STRUCTURAL HEALTH MONITORING 2025

This study presents a novel structural health monitoring (SHM) architecture for selfaware structures based on hybrid manufacturing for fabricating multifunctional metallic components with subsurface-embedded piezoelectric (PZT) sensors, enabling autonomous SHM capabilities. The developed methodology integrates Wire Arc Additive Manufacturing (WAAM), subtractive machining, and Cold Spray Additive Manufacturing (CSAM) to seamlessly embed commercial off-the-shelf PZT sensors within aluminum structures (Al-5356) while preserving structural integrity. The embedded sensors are protected by ceramic thermal barriers and metallized surfaces, facilitating process resumption for complex geometries.
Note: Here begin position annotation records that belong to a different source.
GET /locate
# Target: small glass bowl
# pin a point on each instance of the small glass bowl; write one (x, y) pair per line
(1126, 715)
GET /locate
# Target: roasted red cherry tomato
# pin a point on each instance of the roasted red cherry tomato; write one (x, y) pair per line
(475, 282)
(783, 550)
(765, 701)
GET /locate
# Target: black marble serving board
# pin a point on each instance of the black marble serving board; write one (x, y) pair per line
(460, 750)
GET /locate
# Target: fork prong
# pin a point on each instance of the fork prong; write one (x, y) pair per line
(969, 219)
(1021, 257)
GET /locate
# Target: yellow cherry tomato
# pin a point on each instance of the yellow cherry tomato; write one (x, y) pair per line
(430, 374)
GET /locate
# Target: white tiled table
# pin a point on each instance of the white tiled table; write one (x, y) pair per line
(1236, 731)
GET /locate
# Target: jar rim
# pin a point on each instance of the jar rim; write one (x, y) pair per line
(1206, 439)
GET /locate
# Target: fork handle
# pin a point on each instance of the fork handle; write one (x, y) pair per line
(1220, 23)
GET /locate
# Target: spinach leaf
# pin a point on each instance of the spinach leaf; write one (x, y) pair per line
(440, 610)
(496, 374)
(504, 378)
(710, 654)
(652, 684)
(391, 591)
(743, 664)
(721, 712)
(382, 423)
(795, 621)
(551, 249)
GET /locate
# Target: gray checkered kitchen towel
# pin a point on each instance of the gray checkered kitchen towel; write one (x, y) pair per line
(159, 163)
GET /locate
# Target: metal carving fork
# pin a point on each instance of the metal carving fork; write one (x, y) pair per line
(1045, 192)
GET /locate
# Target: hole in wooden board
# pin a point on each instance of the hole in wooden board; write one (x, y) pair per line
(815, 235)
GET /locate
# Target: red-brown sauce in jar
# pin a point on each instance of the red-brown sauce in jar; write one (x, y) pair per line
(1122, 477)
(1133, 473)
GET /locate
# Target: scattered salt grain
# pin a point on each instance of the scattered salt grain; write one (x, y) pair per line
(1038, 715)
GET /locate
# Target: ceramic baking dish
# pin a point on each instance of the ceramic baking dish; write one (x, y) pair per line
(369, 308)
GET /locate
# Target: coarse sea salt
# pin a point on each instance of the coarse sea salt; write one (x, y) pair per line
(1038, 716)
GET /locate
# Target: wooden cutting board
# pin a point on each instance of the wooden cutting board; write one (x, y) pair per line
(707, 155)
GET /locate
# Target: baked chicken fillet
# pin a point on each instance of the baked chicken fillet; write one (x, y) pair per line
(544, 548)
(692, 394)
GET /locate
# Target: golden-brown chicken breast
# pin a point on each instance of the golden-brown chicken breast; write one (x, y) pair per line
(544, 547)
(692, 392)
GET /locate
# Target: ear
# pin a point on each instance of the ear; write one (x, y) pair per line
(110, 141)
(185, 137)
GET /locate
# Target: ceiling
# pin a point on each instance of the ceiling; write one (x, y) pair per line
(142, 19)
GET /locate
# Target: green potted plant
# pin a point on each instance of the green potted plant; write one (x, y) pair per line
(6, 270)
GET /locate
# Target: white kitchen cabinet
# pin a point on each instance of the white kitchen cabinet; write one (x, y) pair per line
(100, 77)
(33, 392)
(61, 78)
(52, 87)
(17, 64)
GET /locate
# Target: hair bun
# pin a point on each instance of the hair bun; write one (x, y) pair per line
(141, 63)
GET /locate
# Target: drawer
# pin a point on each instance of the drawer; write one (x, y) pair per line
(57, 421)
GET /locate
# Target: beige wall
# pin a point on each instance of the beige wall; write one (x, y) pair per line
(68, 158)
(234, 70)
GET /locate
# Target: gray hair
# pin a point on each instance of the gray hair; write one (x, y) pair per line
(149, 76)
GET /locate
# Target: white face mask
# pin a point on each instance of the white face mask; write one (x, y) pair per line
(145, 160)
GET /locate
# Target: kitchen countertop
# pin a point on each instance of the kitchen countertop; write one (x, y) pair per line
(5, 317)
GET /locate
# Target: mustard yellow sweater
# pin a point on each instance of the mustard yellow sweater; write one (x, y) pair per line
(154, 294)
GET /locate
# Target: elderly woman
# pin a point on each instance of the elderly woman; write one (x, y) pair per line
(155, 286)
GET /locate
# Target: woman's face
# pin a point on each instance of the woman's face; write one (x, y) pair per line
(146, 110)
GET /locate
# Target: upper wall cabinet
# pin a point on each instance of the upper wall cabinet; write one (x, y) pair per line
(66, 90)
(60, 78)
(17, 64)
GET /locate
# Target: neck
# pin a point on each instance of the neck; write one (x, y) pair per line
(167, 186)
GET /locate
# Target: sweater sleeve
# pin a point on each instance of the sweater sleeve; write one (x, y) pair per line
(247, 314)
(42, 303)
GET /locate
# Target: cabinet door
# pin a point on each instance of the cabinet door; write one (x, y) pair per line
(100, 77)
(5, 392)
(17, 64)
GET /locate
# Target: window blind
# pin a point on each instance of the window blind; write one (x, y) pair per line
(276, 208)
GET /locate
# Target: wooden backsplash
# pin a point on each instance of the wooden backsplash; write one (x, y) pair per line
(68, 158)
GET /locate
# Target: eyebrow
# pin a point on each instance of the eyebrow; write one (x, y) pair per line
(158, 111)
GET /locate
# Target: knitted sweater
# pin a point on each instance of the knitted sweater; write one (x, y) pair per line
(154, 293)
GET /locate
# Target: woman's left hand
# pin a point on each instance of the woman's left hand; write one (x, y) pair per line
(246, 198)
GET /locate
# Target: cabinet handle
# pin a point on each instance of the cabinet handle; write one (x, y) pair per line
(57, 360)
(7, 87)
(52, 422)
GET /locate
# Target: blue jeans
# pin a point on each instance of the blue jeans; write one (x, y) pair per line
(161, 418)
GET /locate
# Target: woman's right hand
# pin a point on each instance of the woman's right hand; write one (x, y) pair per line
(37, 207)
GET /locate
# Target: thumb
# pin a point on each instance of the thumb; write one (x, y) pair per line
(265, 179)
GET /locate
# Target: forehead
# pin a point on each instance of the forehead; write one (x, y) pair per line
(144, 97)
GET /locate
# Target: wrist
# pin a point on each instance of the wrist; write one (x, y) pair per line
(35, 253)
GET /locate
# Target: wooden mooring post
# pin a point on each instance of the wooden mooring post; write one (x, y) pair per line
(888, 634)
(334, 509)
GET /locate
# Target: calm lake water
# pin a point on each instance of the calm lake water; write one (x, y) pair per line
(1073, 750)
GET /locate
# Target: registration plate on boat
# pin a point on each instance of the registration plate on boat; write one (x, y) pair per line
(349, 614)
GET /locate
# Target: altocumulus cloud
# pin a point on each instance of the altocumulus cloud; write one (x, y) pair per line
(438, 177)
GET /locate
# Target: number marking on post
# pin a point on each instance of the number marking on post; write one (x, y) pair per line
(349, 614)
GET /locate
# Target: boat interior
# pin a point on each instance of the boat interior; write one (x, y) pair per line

The experimental validation is based on acousto-ultrasonic guided wave (GW) propagation analysis under controlled mechanical loading (0-100 MPa) and thermal cycling (ambient to 100oC). Active-sensing configurations utilizing pitch-catch methodologies demonstrate equivalent performance to surface-mounted sensors, with capacitance-based electromechanical impedance signatures confirming sensor functionality. The fabricated self-sensing structures exhibit realtime diagnostic capabilities for detecting operational (static load) and environmental (temperature) state changes, demonstrating particular advantages for applications where surface-mounted sensors are impractical due to coating requirements or environmental protection constraints. This hybrid manufacturing framework establishes a foundation for next-generation intelligent metallic structures with integrated SHM functionality.